But this weekend has changed things.

All weekend long after the fire alarm fiasco, I felt unsettled.

“Ants in my pants” is what my mom would’ve called it.

Ants crawling under the surface of my skin feels a lot more accurate, though.

That’s the feeling—just constant awareness of all things sensory.

Smells, tastes, the friction when I crossed my legs or rolled over in bed.

A hypervigilance that was nearly enough to drive me crazy long before the day was over.

Yas lingered at my apartment for a while, chit-chatting about nothing at all.

I think she knew we both needed a break from serious topics.

The Brandon thing is this hideously ugly specter looming in the background of her life.

The Bastian thing is looming similarly in the background of mine, although “hideously ugly” is not something anyone has ever said about Bastian Hale.

Regardless, both of us were plenty happy to just talk shit about the Love Island cast of buffoons and munch on dairy-free popcorn for as long as our GI tracts allowed.

I was lonely when she left, though—and a little bit scared, too. Without her keeping up a constant stream of chatter, I had only my own thoughts for company.

That’s the worst kind of company there is these days.

Because my thoughts are filled with Bastian in all his many forms. Chef Bastian, Handyman Bastian, Changing Shirts in His Office Bastian. Sweaty Runner Bastian is a new addition to the mix, and he’s already taking up a disproportionate amount of my fantasy runtime.
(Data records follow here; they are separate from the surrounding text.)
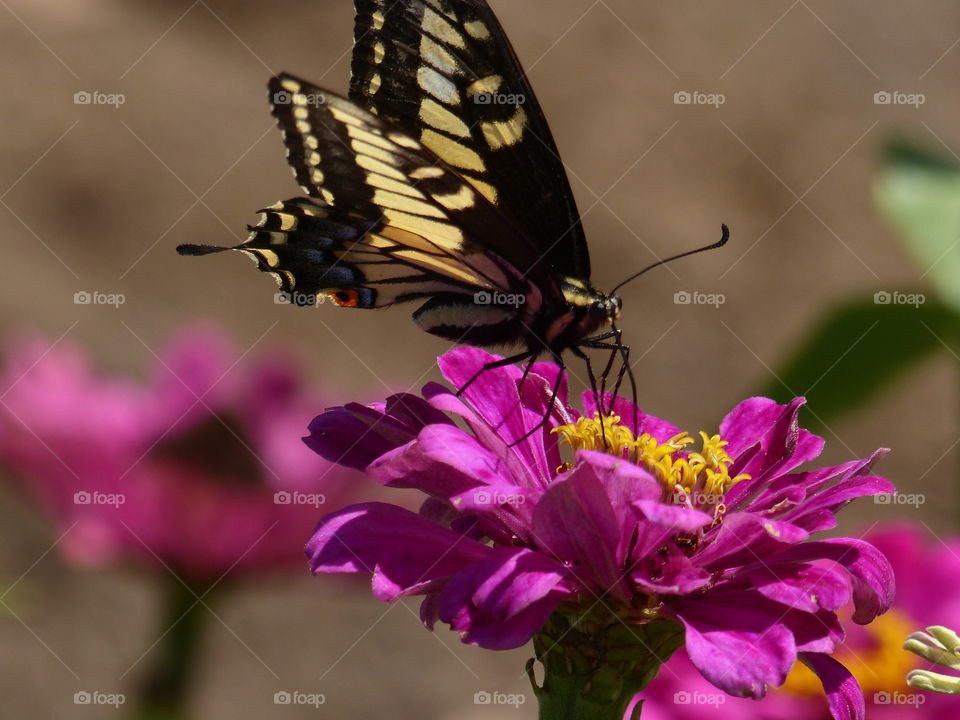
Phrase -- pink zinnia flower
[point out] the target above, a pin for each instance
(199, 467)
(639, 533)
(926, 570)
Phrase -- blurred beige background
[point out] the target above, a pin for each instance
(96, 198)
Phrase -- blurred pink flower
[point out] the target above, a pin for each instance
(200, 467)
(926, 572)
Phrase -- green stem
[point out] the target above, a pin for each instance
(164, 692)
(594, 666)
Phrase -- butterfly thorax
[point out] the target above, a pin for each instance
(588, 311)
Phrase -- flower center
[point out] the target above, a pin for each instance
(698, 479)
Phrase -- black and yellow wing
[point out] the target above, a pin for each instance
(387, 222)
(445, 73)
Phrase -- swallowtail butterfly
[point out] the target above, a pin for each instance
(437, 181)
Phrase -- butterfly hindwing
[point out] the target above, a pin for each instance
(445, 73)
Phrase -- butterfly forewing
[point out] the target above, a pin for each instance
(387, 221)
(446, 74)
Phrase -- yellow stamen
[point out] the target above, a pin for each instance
(698, 478)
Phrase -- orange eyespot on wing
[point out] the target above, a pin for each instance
(345, 298)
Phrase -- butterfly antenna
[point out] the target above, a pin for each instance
(720, 243)
(195, 250)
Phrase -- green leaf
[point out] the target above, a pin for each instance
(860, 348)
(918, 192)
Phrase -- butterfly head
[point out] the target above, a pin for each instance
(606, 310)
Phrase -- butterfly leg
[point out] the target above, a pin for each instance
(550, 405)
(493, 366)
(626, 370)
(597, 390)
(526, 371)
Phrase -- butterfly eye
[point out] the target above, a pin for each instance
(346, 298)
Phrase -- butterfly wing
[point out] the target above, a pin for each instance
(445, 72)
(388, 222)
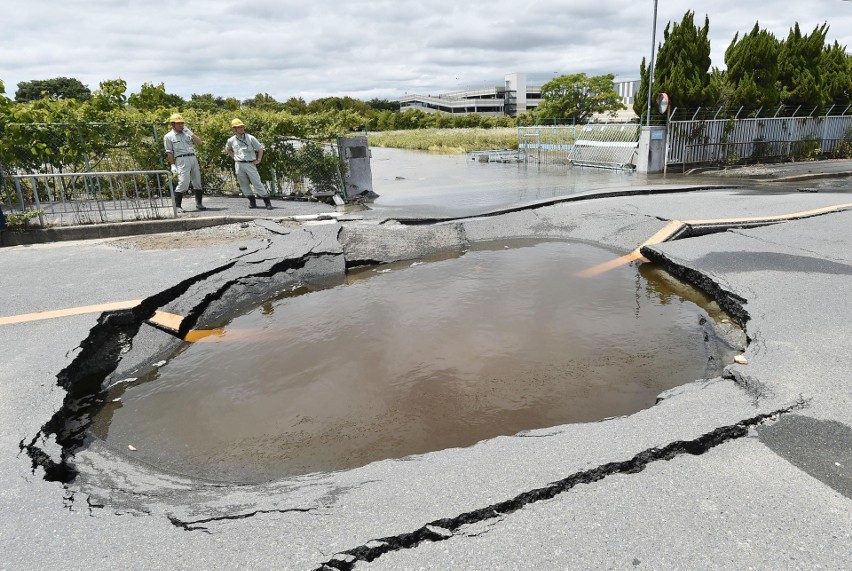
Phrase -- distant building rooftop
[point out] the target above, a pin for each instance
(512, 98)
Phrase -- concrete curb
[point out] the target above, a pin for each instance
(115, 230)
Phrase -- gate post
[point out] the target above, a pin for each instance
(651, 157)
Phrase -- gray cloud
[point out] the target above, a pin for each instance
(363, 48)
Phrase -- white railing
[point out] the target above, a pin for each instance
(92, 197)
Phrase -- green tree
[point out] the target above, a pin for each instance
(58, 88)
(154, 97)
(836, 72)
(682, 69)
(205, 102)
(752, 75)
(324, 104)
(578, 97)
(683, 64)
(295, 106)
(110, 96)
(262, 101)
(799, 67)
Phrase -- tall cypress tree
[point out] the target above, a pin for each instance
(752, 74)
(799, 67)
(836, 73)
(683, 64)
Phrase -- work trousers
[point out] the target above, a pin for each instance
(248, 179)
(188, 170)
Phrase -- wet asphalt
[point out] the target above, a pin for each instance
(748, 470)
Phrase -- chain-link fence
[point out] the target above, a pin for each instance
(305, 169)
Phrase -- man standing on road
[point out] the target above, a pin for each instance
(247, 151)
(180, 152)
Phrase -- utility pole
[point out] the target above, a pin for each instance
(651, 69)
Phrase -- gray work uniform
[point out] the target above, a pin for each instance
(245, 150)
(183, 149)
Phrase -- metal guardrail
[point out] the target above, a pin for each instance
(546, 143)
(606, 145)
(91, 197)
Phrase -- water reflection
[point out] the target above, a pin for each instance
(454, 184)
(418, 357)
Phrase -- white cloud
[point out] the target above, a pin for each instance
(364, 48)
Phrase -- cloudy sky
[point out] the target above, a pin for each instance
(364, 48)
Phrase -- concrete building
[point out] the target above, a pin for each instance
(513, 98)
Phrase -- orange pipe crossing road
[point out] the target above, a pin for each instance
(99, 308)
(674, 226)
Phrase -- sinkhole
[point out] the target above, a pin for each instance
(409, 358)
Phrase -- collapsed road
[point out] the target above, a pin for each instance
(753, 468)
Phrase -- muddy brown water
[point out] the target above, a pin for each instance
(416, 357)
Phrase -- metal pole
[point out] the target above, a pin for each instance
(651, 69)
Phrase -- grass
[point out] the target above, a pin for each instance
(450, 141)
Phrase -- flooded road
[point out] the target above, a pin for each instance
(456, 184)
(416, 357)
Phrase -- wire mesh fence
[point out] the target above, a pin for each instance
(305, 169)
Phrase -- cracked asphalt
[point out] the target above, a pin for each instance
(752, 469)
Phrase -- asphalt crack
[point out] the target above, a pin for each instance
(443, 529)
(100, 354)
(196, 525)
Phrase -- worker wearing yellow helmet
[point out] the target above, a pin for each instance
(180, 145)
(247, 152)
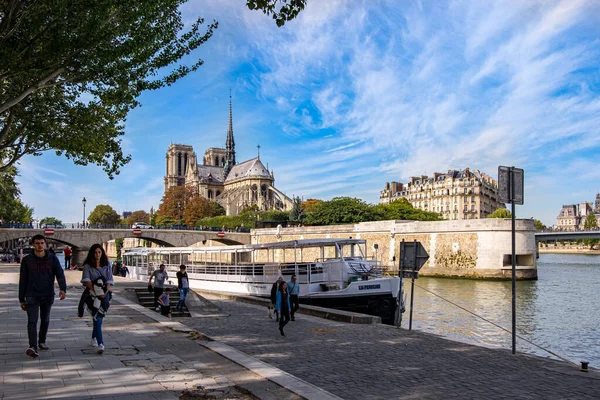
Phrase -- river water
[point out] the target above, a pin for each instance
(559, 312)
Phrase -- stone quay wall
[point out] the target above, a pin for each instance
(465, 248)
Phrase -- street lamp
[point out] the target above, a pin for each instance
(83, 202)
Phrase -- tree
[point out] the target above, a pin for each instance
(297, 213)
(197, 208)
(175, 200)
(590, 221)
(500, 213)
(71, 71)
(339, 210)
(138, 216)
(104, 214)
(50, 220)
(310, 205)
(288, 9)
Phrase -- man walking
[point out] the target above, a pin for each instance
(67, 252)
(294, 291)
(36, 291)
(160, 276)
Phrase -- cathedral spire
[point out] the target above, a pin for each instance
(230, 143)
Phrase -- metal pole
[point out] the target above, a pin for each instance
(514, 263)
(412, 284)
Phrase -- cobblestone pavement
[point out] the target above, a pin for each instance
(143, 358)
(382, 362)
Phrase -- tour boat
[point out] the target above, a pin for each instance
(332, 272)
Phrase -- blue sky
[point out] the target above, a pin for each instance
(354, 94)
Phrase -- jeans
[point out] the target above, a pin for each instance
(182, 296)
(97, 328)
(157, 293)
(38, 306)
(294, 304)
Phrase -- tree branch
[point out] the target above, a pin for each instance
(41, 83)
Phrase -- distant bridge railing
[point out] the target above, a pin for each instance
(18, 225)
(567, 235)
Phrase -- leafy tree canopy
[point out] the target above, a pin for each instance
(104, 214)
(138, 216)
(50, 220)
(500, 213)
(339, 210)
(590, 222)
(72, 70)
(175, 200)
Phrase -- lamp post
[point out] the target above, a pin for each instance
(83, 202)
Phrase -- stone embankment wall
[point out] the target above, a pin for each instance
(466, 248)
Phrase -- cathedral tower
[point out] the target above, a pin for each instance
(229, 144)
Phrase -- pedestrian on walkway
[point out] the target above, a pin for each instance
(294, 289)
(36, 291)
(165, 303)
(160, 276)
(98, 278)
(274, 289)
(183, 284)
(283, 306)
(67, 252)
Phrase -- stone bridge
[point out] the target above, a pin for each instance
(82, 239)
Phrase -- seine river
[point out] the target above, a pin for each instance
(559, 311)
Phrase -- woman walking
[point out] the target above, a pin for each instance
(283, 306)
(98, 278)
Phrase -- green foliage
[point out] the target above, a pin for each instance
(539, 225)
(104, 214)
(11, 207)
(118, 247)
(50, 220)
(500, 213)
(288, 9)
(401, 209)
(164, 220)
(297, 213)
(590, 221)
(339, 210)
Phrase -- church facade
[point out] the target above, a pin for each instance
(220, 178)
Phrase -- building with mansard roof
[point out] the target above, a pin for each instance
(220, 178)
(465, 194)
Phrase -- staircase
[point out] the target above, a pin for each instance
(146, 299)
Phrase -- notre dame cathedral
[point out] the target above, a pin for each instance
(219, 178)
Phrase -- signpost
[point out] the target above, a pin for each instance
(412, 258)
(511, 190)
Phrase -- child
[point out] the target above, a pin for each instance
(164, 300)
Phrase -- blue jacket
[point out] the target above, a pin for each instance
(278, 301)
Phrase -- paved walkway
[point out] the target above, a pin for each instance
(147, 356)
(382, 362)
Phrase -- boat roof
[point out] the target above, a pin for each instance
(289, 244)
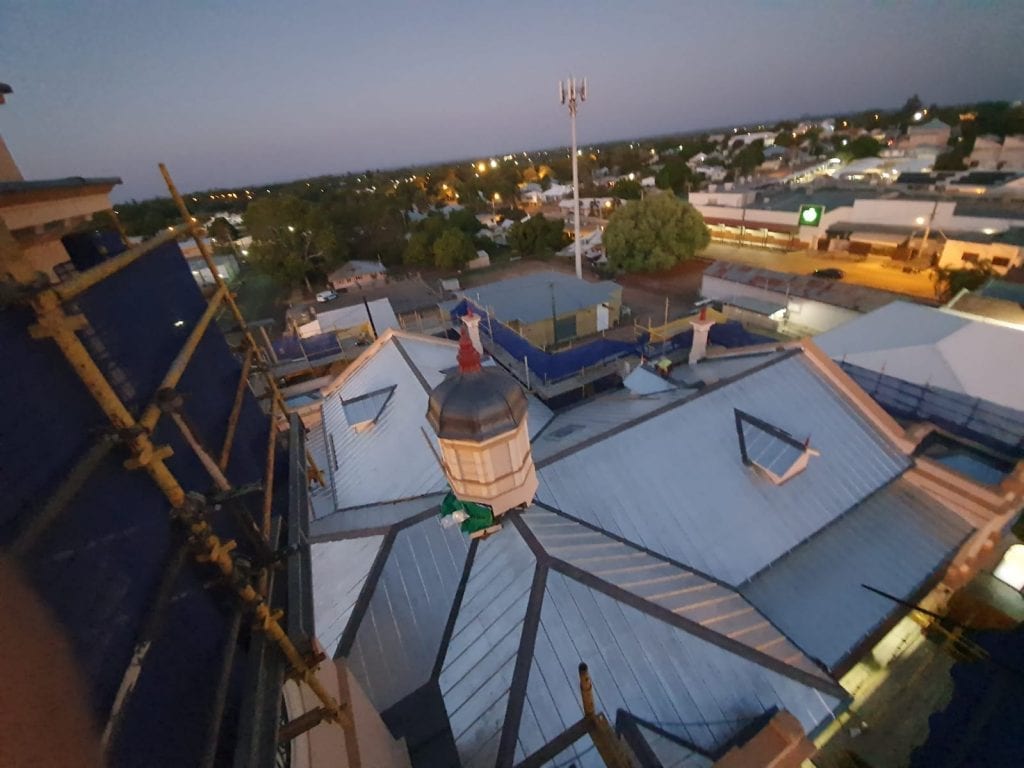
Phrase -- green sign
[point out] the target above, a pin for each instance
(810, 215)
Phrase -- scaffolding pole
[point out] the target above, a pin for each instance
(54, 324)
(197, 231)
(232, 420)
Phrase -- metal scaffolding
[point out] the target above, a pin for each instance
(54, 323)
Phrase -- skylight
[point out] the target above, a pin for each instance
(363, 412)
(773, 451)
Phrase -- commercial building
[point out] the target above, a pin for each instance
(550, 307)
(1001, 251)
(793, 304)
(928, 365)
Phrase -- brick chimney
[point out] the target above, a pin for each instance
(472, 322)
(701, 327)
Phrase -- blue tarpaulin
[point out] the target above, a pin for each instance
(556, 366)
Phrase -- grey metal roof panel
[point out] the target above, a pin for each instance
(681, 683)
(894, 541)
(339, 570)
(321, 497)
(673, 754)
(367, 408)
(538, 296)
(395, 645)
(666, 585)
(371, 518)
(689, 496)
(477, 671)
(596, 417)
(365, 473)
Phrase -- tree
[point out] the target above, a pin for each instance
(675, 175)
(654, 233)
(453, 250)
(627, 189)
(221, 230)
(538, 237)
(291, 239)
(419, 251)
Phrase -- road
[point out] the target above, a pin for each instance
(871, 272)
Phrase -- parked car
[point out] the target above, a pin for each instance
(828, 273)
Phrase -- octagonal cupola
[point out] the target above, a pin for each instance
(479, 416)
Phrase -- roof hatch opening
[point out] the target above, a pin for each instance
(771, 450)
(363, 412)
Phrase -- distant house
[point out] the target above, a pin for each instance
(369, 321)
(225, 263)
(932, 133)
(1003, 251)
(550, 307)
(357, 274)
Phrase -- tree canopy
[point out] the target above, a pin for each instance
(453, 249)
(627, 189)
(675, 175)
(291, 239)
(538, 236)
(654, 233)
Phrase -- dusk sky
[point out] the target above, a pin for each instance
(230, 93)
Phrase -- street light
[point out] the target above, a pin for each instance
(571, 92)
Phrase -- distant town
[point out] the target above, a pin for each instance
(711, 457)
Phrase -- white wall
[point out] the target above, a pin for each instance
(804, 315)
(953, 250)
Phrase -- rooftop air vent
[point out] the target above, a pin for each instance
(363, 412)
(774, 452)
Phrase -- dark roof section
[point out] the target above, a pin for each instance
(766, 445)
(69, 185)
(476, 406)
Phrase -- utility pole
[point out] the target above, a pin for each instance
(572, 92)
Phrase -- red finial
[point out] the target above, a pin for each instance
(469, 358)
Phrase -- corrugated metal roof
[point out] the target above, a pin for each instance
(929, 346)
(681, 591)
(641, 382)
(893, 541)
(681, 683)
(595, 417)
(367, 408)
(396, 642)
(538, 296)
(671, 753)
(365, 473)
(478, 667)
(689, 496)
(339, 570)
(373, 517)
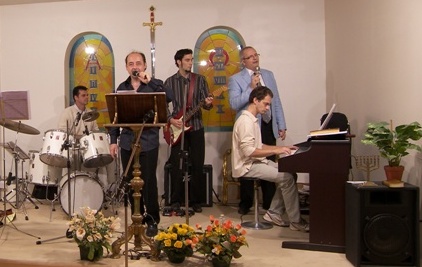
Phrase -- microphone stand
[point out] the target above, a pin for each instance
(135, 230)
(184, 155)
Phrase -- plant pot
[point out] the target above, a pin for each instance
(223, 261)
(394, 172)
(84, 253)
(175, 256)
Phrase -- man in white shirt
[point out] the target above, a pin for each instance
(249, 160)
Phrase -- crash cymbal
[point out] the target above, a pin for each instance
(19, 127)
(91, 115)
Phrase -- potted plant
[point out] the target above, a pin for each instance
(177, 241)
(220, 241)
(92, 231)
(393, 144)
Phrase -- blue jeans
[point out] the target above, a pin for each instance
(286, 197)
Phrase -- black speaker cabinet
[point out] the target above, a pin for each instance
(206, 200)
(382, 225)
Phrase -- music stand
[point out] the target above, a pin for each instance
(128, 110)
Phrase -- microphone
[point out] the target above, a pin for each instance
(10, 178)
(258, 72)
(86, 130)
(136, 74)
(78, 118)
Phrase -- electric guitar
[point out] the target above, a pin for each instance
(172, 134)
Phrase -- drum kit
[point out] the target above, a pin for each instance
(79, 154)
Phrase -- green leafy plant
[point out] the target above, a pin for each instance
(221, 239)
(393, 144)
(93, 230)
(177, 238)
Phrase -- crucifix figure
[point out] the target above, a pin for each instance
(152, 24)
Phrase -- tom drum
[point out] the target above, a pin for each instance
(95, 149)
(52, 152)
(84, 192)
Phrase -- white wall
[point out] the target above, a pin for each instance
(374, 63)
(290, 35)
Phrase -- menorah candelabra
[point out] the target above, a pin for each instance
(367, 164)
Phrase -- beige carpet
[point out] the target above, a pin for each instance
(18, 246)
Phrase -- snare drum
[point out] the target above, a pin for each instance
(40, 173)
(84, 192)
(96, 150)
(52, 152)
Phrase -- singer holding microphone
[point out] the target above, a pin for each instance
(272, 123)
(140, 81)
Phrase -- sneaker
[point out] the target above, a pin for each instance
(302, 225)
(175, 206)
(197, 208)
(275, 219)
(243, 210)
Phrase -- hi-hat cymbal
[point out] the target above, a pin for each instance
(19, 127)
(91, 115)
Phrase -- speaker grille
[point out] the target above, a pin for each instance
(387, 238)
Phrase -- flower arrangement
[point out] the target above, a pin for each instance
(93, 231)
(221, 240)
(177, 239)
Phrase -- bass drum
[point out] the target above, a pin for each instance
(84, 192)
(40, 173)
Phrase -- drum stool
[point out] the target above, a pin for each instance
(256, 224)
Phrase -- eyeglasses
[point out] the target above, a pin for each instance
(251, 56)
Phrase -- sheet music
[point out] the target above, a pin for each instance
(327, 119)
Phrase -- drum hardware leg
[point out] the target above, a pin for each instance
(53, 208)
(66, 145)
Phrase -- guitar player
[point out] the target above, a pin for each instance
(197, 94)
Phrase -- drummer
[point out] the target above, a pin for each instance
(81, 122)
(71, 116)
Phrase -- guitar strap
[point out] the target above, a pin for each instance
(191, 88)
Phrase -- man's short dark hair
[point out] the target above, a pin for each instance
(136, 52)
(181, 53)
(260, 93)
(243, 50)
(77, 89)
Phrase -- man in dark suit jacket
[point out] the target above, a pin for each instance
(274, 126)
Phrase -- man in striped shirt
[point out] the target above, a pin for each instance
(191, 91)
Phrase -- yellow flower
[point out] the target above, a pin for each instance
(167, 243)
(178, 244)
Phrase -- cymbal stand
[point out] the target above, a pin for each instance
(17, 190)
(184, 155)
(21, 192)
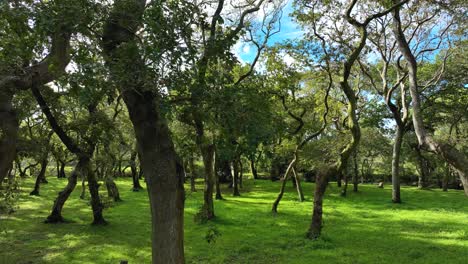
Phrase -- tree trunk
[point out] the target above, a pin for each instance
(163, 176)
(344, 189)
(9, 127)
(112, 190)
(208, 162)
(22, 173)
(158, 159)
(321, 183)
(396, 198)
(79, 171)
(274, 208)
(96, 204)
(446, 178)
(235, 178)
(241, 174)
(83, 188)
(219, 196)
(253, 168)
(300, 193)
(136, 182)
(355, 172)
(193, 175)
(423, 169)
(453, 156)
(62, 170)
(40, 177)
(275, 170)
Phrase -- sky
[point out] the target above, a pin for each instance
(289, 30)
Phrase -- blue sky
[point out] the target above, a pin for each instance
(289, 30)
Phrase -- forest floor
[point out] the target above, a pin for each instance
(431, 226)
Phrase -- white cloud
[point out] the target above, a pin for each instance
(288, 59)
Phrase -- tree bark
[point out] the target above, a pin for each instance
(159, 162)
(83, 187)
(253, 168)
(396, 198)
(274, 208)
(219, 195)
(193, 175)
(355, 172)
(300, 193)
(321, 183)
(79, 171)
(235, 178)
(208, 162)
(423, 169)
(112, 190)
(453, 156)
(344, 189)
(136, 181)
(40, 177)
(9, 127)
(446, 178)
(241, 174)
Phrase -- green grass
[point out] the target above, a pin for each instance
(365, 227)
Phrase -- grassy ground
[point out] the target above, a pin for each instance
(429, 227)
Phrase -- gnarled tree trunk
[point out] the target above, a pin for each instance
(159, 162)
(40, 177)
(453, 156)
(81, 169)
(396, 198)
(8, 133)
(235, 178)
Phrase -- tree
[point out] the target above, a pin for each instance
(454, 157)
(160, 164)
As I fell asleep last night with ants in my not-wearing-any-pants, it was Sweaty Runner Bastian doing lap after lap through my head.

Abs like the Rock of Gibraltar and that strip of blonde happy trail hair like the lights on an airplane runway saying, This looks like a nice place to land…

Yum.

No, yuck.

Okay, fine, yum. Undeniably yum.

Which brings me to Monday morning, when precisely zero percent of those thoughts have evaporated and one hundred percent of the horniness remains.

The ants remain, too. As I pick a blouse, a lilac-colored gauzy thing with a high collar that fastens tight around my throat, the ants are crawlin’.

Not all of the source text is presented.